I took my time with this — it’s 730+ pages of dense, small type, narrow margins. It’s a beast. It cost $60 Canadian (at Ben McNally books – one of my absolute faves). But it was worth it. 

I grew up in the 80’s and 90’s, and it’s only been the last decade or so that I’ve really grown an interest in modern American history, and if this book had been around in 2010 or whatever, it would have changed how I perceived the Trump years. 

My knowledge of Hoover was pretty limited — bad guy, complicit with many of the villains from the mid-20th century, likely closeted and overcompensating. 

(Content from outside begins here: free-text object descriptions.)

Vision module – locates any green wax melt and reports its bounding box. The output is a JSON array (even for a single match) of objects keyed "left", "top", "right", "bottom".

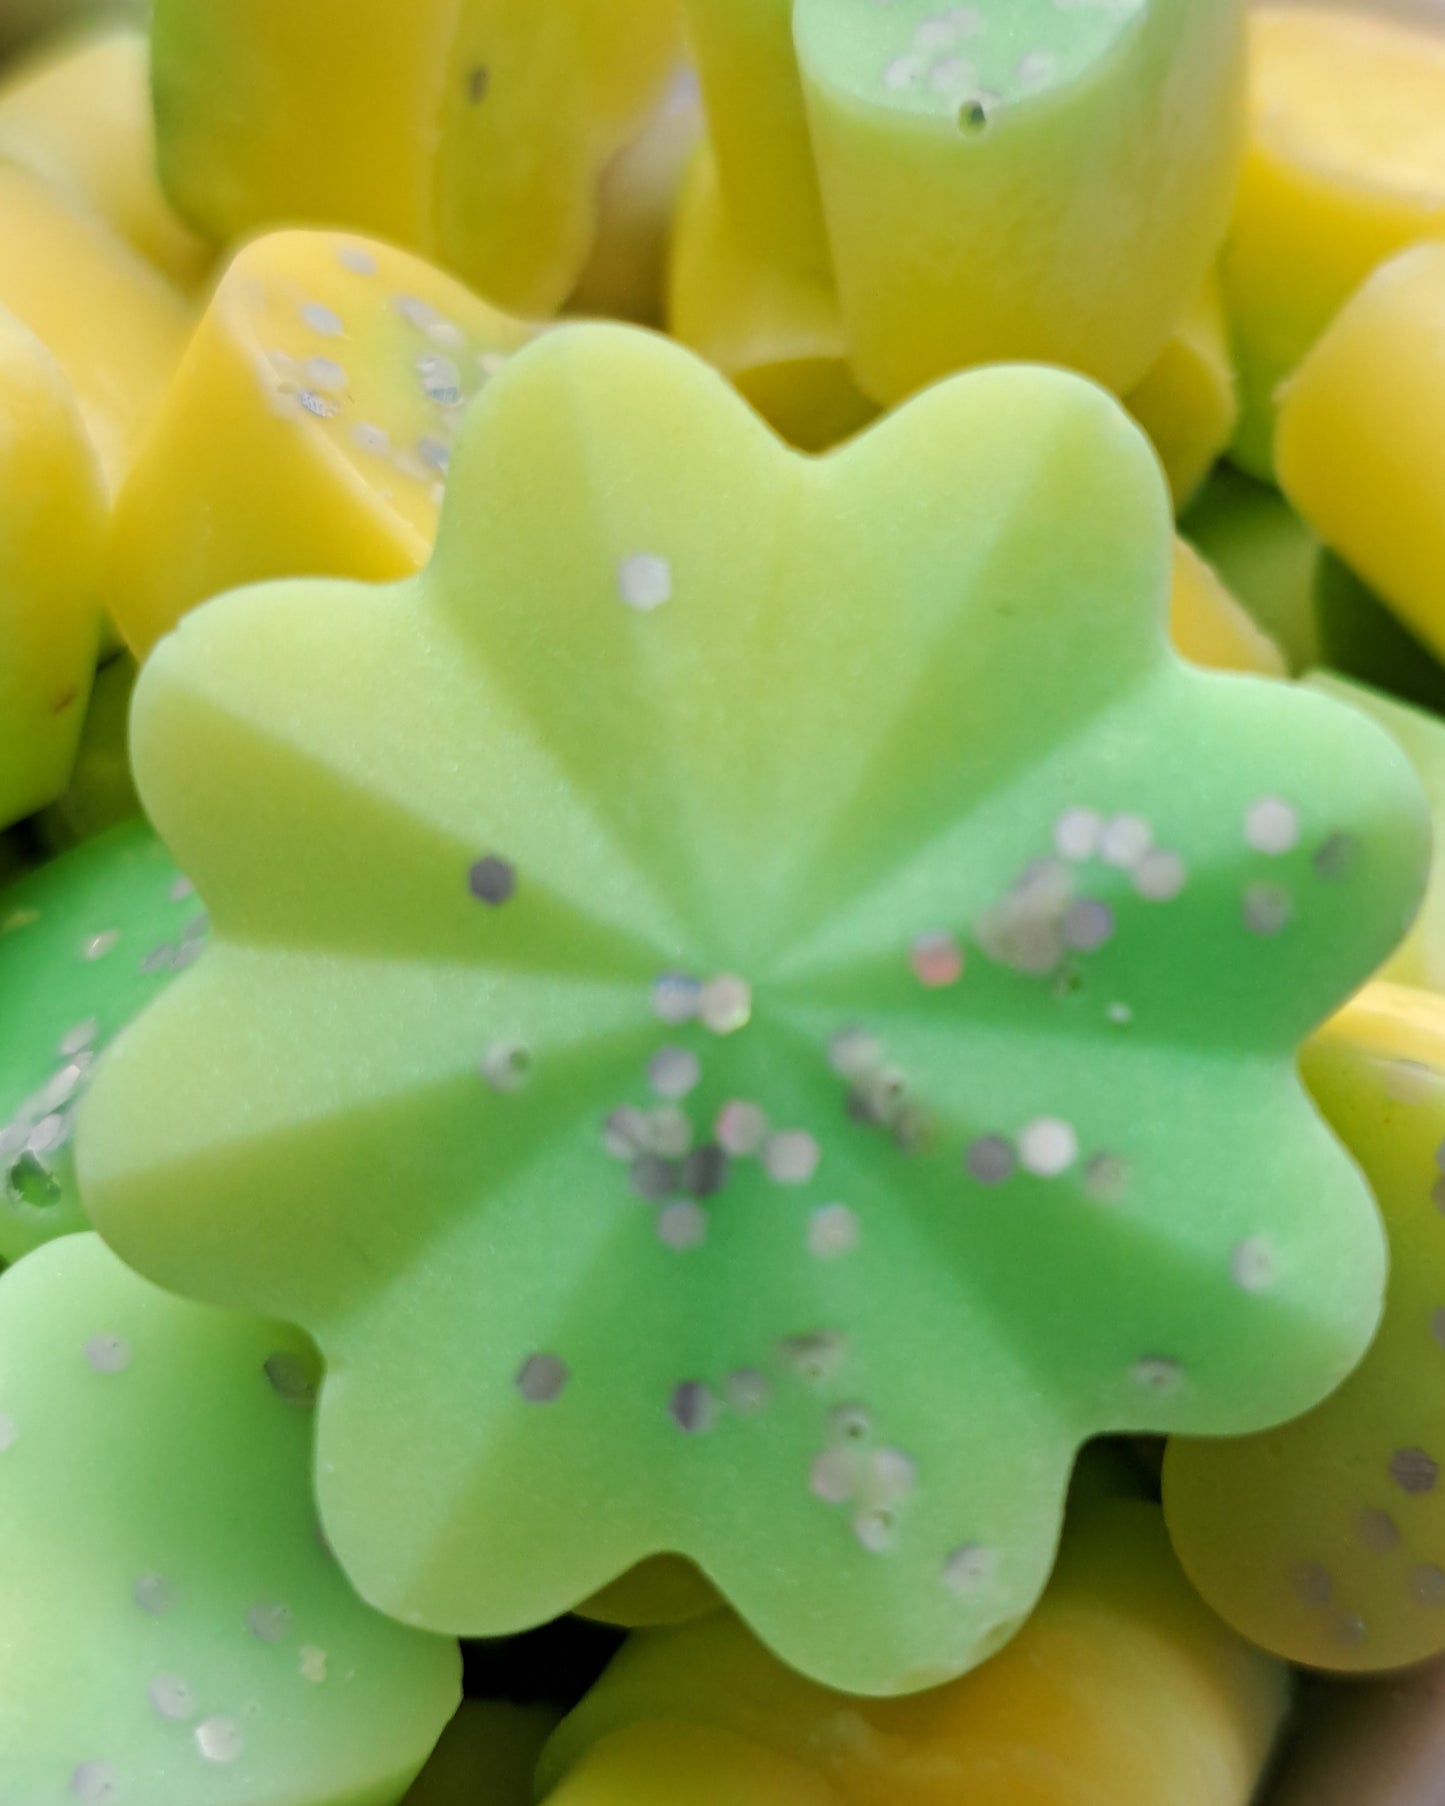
[
  {"left": 0, "top": 819, "right": 207, "bottom": 1264},
  {"left": 80, "top": 325, "right": 1427, "bottom": 1696},
  {"left": 0, "top": 1234, "right": 459, "bottom": 1802}
]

Not only did this book fill in a lot of gaps in US political history, it recontextualized the current state of America for me. I’ve often thought of the post-Obama years as a kind of an echo of the Nixon years – Paul Auster’s 4  3  2  1 was kind of eye-opening for me in that way. 

But In the same way that Caro’s The Power Broker explains so much of modern New York, this book made me realize how much the seeds of modern American conservatism were planted by Hoover and his contemporaries. 

And like the similarly unelected Robert Moses, you’re unlikely to find a single figure who casts this long a shadow. Hoover ran the FBI for 45 years, and had an unmatched influence on leaders, politics, and law enforcement. The few times his ambition was curtailed, he grew vindictive and angry, and evolved into more of a monster. By the time Nixon gets elected, Hoover is by far the greater villain.

This book is not only an incredible profile of a singular historical figure, it’s a lens to help explain today’s world.